Möglichkeiten und rechtliche Grenzen der Fürsorge Dritter

Aus: Alzheimer Info 03/2008

Die Zahl der Demenzerkrankten steigt stetig und mit ihr auch die Zahl der allein lebenden Betroffenen. Sie sind in hohem Maße auf die Fürsorge und Aufmerksamkeit der Umgebung angewiesen. Doch oft herrscht im sozialen Umfeld Unsicherheit über die Möglichkeiten etwas zu tun, auch über die rechtlichen Grenzen, die das grundgesetzlich verankerte Selbstbestimmungsrecht setzt.
Beobachten z. B. Nachbarn die zunehmende Verwahrlosung und Verwirrtheit des verwitweten Nachbarn, der bei jedem Gespräch behauptet, es gehe ihm gut, er brauche keinen Arzt, stellt sich die Frage, welche Möglichkeiten sie haben, um dem offensichtlich hilfebedürftigen Mann zu helfen. Wenn Ihnen der Hausarzt des Betroffenen bekannt ist, ist dieser der erste Ansprechpartner.
Sie haben darüber hinaus die Möglichkeit, den Sozialpsychiatrischen Dienst (SpD) des Gesundheitsamtes – notfalls auch anonym – zu informieren und um Hilfe zu bitten (siehe auch den Artikel Seite 7). Die Tätigkeit und die Befugnisse des SpD sind in den einzelnen Bundesländern jeweils in Gesetzen „über Hilfen und Schutzmaßnahmen bei psychisch Kranken (PsychKG)“ geregelt. Der SpD bietet Beratung und Hilfen für Menschen z. B. mit gerontopsychiatrischen Erkrankungen an. Nicht nur die Betroffenen selbst, sondern auch Angehörige oder Nachbarn können sich an ihn wenden. Zu den weiteren Aufgaben gehören die Diagnostik im Sinne einer medizinischen Abklärung des Einzelfalls, sowie Hausbesuche, um die Situation in der Wohnung und dem näheren sozialen Umfeld persönlich kennen zu lernen und ggf. unmittelbar eingreifen zu können.
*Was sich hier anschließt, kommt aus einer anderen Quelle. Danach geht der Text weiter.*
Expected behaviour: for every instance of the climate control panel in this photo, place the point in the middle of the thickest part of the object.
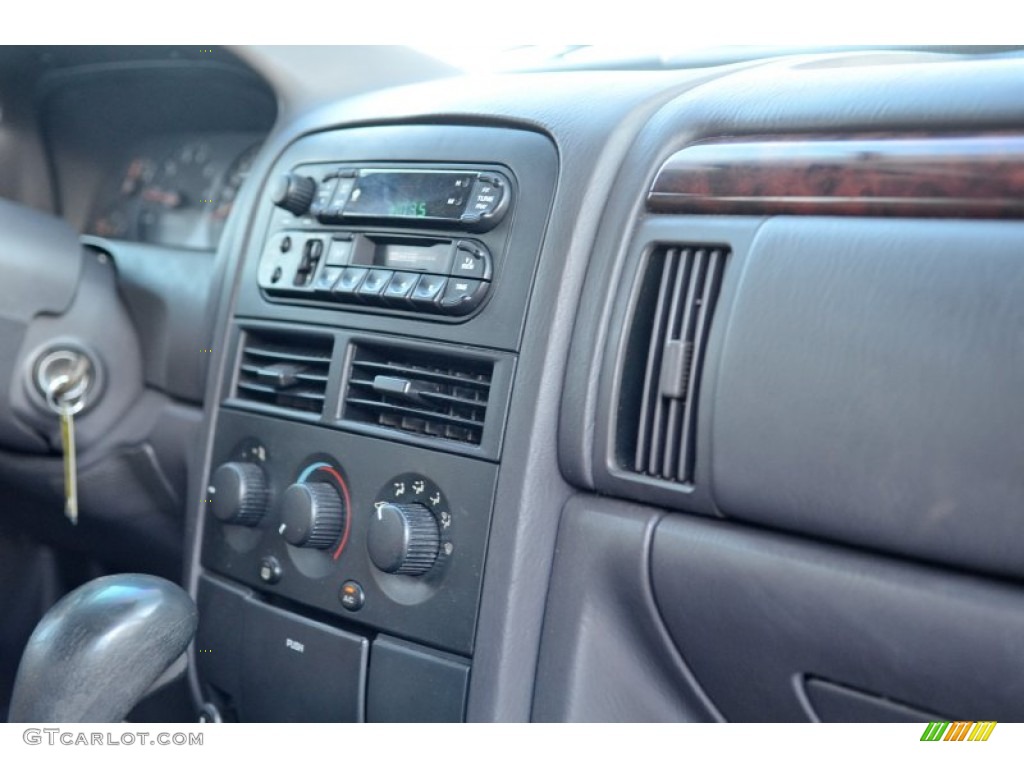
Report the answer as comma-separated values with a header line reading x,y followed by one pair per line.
x,y
387,536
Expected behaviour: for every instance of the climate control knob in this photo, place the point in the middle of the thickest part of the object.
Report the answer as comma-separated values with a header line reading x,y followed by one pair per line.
x,y
403,539
238,494
312,515
293,193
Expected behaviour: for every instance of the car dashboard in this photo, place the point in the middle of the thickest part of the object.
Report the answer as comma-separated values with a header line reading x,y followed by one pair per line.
x,y
597,395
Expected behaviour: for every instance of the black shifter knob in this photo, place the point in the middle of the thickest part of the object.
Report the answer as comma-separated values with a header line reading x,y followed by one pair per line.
x,y
96,652
239,494
293,193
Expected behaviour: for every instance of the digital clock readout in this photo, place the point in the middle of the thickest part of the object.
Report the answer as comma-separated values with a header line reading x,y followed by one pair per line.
x,y
410,194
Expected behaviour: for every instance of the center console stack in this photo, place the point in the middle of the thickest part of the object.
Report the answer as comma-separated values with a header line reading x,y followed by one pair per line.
x,y
371,355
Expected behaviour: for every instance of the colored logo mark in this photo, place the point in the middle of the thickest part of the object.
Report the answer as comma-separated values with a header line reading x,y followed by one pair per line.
x,y
958,731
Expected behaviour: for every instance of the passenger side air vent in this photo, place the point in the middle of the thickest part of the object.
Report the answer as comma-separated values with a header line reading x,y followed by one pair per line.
x,y
431,393
286,370
656,429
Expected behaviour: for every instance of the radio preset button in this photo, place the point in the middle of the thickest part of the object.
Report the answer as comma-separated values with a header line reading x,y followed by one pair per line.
x,y
471,260
375,283
462,296
328,276
399,287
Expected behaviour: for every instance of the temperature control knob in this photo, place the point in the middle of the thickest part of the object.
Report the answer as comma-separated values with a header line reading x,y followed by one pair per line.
x,y
403,539
293,193
238,493
312,515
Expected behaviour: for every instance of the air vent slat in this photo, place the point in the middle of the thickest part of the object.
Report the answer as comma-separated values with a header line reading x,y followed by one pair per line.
x,y
646,439
662,441
428,374
440,395
285,370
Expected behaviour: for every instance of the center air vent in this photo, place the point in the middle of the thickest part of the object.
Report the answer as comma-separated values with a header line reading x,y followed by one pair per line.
x,y
428,393
286,370
656,430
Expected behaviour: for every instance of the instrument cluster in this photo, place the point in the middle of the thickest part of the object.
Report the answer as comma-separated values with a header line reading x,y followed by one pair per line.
x,y
175,192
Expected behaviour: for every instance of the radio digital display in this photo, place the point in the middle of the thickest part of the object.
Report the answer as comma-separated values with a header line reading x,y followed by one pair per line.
x,y
435,195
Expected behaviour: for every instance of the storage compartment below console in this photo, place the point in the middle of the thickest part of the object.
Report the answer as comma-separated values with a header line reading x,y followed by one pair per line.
x,y
264,664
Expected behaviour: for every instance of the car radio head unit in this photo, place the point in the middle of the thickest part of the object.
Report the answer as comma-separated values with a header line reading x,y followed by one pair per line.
x,y
472,200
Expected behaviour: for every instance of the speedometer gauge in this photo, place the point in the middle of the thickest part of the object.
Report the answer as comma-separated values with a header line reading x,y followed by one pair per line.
x,y
176,205
233,178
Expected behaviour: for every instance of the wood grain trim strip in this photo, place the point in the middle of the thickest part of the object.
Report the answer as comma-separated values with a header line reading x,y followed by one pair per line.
x,y
869,175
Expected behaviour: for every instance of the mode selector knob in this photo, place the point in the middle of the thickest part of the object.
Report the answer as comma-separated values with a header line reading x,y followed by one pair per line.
x,y
403,539
293,193
238,494
312,515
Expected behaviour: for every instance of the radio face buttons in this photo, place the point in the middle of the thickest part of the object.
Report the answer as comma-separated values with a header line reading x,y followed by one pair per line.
x,y
420,274
309,257
463,296
345,288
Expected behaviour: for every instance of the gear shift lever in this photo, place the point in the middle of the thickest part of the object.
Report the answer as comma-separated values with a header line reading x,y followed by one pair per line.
x,y
96,652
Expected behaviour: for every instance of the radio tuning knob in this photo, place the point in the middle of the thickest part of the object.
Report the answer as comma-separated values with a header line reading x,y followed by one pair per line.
x,y
239,494
403,539
293,193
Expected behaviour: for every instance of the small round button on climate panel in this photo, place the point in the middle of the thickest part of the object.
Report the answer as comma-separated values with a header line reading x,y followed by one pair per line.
x,y
315,510
311,515
403,539
351,595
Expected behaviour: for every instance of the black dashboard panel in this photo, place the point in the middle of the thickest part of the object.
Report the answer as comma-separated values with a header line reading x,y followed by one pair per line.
x,y
356,449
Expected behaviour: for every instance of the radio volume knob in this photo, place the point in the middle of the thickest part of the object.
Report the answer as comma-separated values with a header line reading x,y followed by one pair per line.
x,y
293,193
403,539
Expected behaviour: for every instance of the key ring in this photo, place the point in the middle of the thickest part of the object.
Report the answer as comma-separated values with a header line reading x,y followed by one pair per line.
x,y
73,400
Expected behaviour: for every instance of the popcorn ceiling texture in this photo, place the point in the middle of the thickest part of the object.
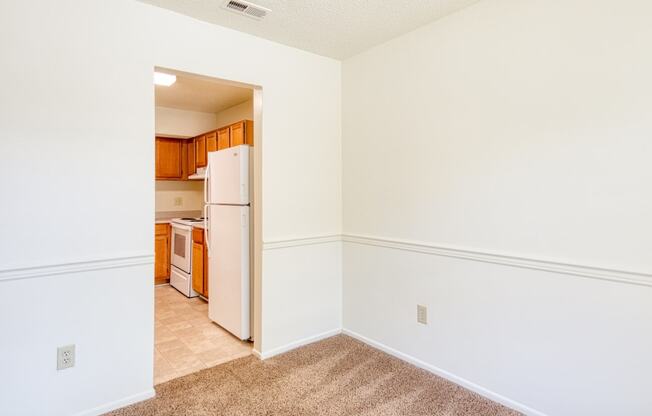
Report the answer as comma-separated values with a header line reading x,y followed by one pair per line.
x,y
334,28
338,376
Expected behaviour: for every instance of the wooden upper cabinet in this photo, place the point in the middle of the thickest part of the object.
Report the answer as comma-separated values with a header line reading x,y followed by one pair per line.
x,y
211,141
192,168
168,158
200,151
242,132
237,133
223,138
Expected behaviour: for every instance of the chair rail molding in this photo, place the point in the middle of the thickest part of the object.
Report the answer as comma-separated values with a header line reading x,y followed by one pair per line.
x,y
301,241
76,266
601,273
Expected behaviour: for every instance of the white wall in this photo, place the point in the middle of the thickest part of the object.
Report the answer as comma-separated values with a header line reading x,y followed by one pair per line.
x,y
519,128
190,192
85,189
173,122
242,111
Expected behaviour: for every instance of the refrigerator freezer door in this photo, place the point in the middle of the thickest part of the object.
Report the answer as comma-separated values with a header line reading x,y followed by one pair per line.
x,y
228,268
228,176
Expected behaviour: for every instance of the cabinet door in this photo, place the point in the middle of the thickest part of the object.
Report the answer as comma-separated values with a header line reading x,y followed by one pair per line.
x,y
237,133
161,253
223,138
211,141
198,267
200,151
168,158
205,292
191,157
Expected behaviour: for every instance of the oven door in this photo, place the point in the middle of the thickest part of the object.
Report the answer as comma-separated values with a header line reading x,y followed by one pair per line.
x,y
181,247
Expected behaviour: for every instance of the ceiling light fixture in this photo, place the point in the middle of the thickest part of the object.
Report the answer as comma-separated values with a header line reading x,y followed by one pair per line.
x,y
164,79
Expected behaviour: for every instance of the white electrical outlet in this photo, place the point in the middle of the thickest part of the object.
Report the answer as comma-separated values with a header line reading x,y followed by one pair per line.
x,y
65,357
422,314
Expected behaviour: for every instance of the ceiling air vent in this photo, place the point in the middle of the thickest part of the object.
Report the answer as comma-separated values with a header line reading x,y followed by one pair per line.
x,y
247,9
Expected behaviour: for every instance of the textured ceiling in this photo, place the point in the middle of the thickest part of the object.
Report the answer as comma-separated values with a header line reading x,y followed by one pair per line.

Letztendlich ist der SpD für die Koordination von Einzelhilfen zuständig. Unabhängig davon können die Nachbarn auch das Vormundschaftsgericht darüber informieren, dass der hilfebedürftige Nachbar möglicherweise unter einer Demenz leidet und eine rechtliche Betreuung eingerichtet werden sollte. Das Vormundschaftsgericht wird die weiteren Umstände ermitteln, die zur Einrichtung einer rechtlichen Betreuung gegeben sein müssen. Befindet sich der allein lebende Demenzkranke bereits in ärztlicher Behandlung, steht ggf. der behandelnde Hausarzt oder Neurologe vor der Frage, ob es ausreicht, dem Patienten allein die Diagnose mitzuteilen, da dieser eventuell keine Krankheitseinsicht zeigt und sich somit auch einer weiteren Behandlung verschließen könnte. Damit kann der behandelnde Arzt in Konflikt mit seiner ärztlichen Schweigepflicht geraten, bei deren Verletzung eine strafbare Handlung (gem. § 203 StGB) vorliegen kann. Das Arztgeheimnis dient dem Vertrauen zwischen Arzt und Patient und trägt der Menschenwürde und dem Recht auf freie Entfaltung der Persönlichkeit und informationelle Selbstbestimmung Rechnung. 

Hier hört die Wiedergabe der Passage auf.